In poor countries, where regulation is lax, the picture gets really ugly. Gold mines and their waste have poisoned rivers in Guyana, destroyed rainforest in Papua New Guinea and forced the evacuation of villages in the Philippines. In West Africa, thousands of children dig for gold under harsh conditions.

According to the UN, a fifth of the world's supply is scratched out of the ground by desperately poor miners working for subsistence-level wages.

How "Love, Earth" works

Wal-Mart wants to avoid the taint of such practices. To do so, it has to know where its gold originated. This is no easy feat because gold is mined in more than 60 countries, and the industry that supplies the metal to retailers is highly fragmented, with dozens of refineries buying gold from mines across the globe and often melting it all together before shipping it off to banks or manufacturers. Refiners and banks that sell precious metals often don’t know which mine, or even which country, produced their gold.

"There are many impermeable membranes in the supply chain for gold jewelry," explains Assheton Carter, an expert who advised Wal-Mart while working for Conservation International. "You don't know if your gold comes from a responsible company like Rio Tinto or Newmont, or from a child laborer in Sierra Leone."

Wal-Mart decided to work closely with two companies: Kennecott, a unit of Rio Tinto, which operates a mine in Bingham Canyon, Utah, and Newmont Mining, which operates mines in Nevada. (Environmental activists in Nevada quarrel with the choice of Newmont because its mines, like all gold mines, generate air and water pollution.)

Because Wal-Mart does not make its own jewelry, the company needed a way to track the gold from Kennecott and Newmont through its supply chain. It turned for help to the Richline Group, which manufactures gold jewelry for Wal-Mart and other retailers, and to a startup company called Historic Futures in Gloucestershire, England, that specializes in supply-chain traceability. Historic Futures built a web-based system to track serial numbers etched on bullion from the mine to the refinery to the manufacturer to Wal-Mart.

In 2008, Wal-Mart launched the new line of jewelry dubbed "Love, Earth," which went on sale at Wal-Mart and Sam's Club. The launch marks the first time a mass-market jeweler has opened up its supply chain. Consumers can now go to a website to trace their gold bracelet or necklace to its origins.

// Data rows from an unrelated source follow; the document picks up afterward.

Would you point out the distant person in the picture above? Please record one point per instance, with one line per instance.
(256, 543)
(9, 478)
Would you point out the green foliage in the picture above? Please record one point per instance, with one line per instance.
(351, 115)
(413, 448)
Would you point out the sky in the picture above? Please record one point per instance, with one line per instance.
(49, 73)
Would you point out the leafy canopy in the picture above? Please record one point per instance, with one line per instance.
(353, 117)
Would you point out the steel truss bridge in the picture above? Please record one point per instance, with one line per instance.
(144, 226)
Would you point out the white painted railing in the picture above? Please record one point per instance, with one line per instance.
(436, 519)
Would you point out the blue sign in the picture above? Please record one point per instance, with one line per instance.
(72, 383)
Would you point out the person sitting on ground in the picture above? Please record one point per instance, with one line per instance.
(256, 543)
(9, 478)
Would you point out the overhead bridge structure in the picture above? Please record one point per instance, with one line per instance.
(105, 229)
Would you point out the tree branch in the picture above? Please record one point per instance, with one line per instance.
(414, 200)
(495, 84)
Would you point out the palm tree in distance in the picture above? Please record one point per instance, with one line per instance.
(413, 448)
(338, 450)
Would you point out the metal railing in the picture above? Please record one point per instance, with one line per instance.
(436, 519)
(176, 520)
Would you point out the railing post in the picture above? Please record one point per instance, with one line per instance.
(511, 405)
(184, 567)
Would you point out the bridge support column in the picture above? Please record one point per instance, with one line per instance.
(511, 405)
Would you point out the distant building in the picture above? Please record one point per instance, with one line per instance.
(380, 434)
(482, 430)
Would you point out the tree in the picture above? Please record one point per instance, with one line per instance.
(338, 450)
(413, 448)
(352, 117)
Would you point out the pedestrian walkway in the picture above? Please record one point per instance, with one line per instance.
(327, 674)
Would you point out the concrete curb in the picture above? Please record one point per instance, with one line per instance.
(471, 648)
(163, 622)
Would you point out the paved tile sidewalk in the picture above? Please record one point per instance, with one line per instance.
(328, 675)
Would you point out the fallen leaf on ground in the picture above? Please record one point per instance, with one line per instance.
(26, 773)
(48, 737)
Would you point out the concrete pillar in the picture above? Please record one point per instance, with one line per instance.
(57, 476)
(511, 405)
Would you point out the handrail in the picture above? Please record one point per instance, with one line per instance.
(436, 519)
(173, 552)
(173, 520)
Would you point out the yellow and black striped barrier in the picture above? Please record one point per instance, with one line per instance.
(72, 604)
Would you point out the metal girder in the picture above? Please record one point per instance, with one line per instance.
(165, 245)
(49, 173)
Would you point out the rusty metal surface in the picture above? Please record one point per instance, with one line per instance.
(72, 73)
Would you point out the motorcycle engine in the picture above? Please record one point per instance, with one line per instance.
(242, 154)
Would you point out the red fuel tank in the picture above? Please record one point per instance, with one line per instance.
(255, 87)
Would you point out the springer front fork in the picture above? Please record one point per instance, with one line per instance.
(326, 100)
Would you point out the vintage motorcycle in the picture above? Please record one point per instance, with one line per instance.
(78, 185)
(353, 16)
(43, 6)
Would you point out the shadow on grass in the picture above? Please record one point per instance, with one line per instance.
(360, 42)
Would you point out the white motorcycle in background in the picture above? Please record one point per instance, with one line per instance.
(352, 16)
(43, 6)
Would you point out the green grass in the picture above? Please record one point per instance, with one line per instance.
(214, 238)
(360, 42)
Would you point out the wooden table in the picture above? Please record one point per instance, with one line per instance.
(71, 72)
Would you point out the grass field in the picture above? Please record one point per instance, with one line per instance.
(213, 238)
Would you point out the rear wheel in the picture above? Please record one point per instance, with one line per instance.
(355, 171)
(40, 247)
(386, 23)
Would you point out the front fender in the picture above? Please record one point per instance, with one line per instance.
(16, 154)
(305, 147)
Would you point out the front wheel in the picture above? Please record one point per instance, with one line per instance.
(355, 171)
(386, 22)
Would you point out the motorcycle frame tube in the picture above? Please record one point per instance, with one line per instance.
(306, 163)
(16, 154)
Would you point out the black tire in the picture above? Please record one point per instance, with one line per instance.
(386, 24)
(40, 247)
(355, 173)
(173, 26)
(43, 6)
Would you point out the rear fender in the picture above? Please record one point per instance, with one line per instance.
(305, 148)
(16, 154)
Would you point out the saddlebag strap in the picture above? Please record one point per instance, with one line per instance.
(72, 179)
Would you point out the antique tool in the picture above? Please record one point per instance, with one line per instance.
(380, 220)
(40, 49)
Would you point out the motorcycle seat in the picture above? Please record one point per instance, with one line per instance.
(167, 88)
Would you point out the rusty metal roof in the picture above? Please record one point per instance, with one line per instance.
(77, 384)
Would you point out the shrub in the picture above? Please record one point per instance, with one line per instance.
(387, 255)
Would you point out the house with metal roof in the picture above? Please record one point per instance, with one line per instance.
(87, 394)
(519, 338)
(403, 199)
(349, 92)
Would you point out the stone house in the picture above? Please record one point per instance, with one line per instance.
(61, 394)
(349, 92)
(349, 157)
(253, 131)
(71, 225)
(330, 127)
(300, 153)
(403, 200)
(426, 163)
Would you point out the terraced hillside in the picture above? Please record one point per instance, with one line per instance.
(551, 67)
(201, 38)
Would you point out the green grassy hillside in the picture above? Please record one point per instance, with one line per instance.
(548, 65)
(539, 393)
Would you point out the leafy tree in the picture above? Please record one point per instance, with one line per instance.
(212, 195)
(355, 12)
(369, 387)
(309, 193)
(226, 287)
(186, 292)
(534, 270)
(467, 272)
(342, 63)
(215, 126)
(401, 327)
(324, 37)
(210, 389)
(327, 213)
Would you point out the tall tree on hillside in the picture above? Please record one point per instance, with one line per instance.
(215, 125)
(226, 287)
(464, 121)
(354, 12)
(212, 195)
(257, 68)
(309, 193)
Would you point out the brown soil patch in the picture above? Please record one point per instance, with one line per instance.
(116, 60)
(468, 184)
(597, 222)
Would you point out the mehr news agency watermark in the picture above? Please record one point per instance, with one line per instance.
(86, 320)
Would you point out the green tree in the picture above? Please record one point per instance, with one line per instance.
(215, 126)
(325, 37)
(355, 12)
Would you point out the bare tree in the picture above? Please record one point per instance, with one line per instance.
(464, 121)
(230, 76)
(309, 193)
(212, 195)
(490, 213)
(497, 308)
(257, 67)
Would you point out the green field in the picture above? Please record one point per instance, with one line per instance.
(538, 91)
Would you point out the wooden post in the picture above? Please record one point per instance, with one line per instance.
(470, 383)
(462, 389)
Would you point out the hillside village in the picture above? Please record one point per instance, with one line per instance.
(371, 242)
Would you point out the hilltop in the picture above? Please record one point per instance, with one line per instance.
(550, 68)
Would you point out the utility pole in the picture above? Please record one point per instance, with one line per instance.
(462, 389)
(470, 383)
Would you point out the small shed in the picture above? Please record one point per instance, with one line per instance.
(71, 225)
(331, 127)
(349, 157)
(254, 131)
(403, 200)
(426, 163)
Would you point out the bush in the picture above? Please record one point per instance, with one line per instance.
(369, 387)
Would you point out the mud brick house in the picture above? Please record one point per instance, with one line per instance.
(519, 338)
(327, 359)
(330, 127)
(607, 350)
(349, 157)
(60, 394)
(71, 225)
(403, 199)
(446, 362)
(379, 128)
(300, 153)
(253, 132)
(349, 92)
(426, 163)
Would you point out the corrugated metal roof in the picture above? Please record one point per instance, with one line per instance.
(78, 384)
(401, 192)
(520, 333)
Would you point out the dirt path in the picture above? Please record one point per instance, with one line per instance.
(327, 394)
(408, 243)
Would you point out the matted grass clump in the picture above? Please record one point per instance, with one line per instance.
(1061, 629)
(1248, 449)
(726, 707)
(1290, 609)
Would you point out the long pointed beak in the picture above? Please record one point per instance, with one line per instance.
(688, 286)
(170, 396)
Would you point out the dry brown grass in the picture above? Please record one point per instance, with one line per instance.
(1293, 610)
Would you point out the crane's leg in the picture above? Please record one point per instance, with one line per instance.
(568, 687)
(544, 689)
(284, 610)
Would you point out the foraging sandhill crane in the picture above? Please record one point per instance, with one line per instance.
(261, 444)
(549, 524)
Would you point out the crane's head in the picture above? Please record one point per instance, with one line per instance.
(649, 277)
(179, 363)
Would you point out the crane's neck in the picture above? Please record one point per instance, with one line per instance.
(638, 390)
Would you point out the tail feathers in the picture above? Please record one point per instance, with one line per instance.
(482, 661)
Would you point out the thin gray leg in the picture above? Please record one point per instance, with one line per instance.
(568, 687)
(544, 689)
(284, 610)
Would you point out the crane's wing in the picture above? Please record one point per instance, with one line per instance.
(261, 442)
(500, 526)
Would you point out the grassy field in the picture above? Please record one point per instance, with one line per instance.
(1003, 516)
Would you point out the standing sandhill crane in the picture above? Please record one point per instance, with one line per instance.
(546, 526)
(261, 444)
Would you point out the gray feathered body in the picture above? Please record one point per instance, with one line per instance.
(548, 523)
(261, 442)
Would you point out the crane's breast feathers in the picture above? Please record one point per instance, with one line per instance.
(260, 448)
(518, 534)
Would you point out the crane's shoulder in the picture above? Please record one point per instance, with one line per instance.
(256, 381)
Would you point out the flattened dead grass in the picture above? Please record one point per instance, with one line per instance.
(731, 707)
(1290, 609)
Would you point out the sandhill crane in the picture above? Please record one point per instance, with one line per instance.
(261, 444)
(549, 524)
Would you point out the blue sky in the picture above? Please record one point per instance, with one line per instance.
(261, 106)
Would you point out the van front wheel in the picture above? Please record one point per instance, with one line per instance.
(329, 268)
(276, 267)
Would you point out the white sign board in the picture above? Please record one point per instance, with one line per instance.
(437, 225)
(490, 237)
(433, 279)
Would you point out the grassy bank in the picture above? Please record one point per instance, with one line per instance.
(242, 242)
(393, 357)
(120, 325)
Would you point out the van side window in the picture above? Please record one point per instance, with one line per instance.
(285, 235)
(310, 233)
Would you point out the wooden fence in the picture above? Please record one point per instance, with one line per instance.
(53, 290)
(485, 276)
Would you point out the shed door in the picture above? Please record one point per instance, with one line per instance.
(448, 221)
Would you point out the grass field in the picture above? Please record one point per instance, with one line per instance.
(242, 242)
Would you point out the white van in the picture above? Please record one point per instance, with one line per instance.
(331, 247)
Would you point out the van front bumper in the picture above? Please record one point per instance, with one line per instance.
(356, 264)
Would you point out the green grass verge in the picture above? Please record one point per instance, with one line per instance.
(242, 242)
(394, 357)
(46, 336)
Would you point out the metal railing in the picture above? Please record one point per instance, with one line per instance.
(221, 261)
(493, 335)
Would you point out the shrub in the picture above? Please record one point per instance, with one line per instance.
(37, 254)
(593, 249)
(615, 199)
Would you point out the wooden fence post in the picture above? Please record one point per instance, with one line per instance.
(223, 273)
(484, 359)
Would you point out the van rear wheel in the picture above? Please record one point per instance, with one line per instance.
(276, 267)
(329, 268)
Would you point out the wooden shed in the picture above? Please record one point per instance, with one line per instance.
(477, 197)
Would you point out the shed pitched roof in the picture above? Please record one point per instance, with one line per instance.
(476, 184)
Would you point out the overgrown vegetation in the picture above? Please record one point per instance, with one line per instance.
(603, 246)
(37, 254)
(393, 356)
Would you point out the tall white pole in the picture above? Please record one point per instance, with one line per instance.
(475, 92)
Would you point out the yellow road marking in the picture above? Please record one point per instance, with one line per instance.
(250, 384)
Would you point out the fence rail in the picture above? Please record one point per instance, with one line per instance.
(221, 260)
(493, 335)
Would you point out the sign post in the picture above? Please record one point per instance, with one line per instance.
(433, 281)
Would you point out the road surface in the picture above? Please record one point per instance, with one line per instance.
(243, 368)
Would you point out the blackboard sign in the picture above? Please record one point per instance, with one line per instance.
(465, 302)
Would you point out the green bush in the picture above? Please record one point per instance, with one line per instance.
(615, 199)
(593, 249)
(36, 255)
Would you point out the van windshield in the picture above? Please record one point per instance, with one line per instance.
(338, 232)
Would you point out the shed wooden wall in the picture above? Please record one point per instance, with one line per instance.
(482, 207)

While Wal-Mart says it eventually wants all of its gold, silver and diamonds to be sourced from mines that meet its standards, it has set a modest target of buying just 10% from these sources by 2010. As more companies embrace traceability, consumers will be able to use their buying power to reward those that act responsibly and avoid those that don't.

A first step

"Love, Earth" is still controversial. According to a statement by Earthworks (which helped develop the "Love, Earth" standards), "We do not yet see any sources of gold from large-scale operations that are independently labeled by a third-party as fully 'responsible.'" But Earthworks also noted, "This is an important step in the process of making jewelry supply chains more socially and environmentally responsible."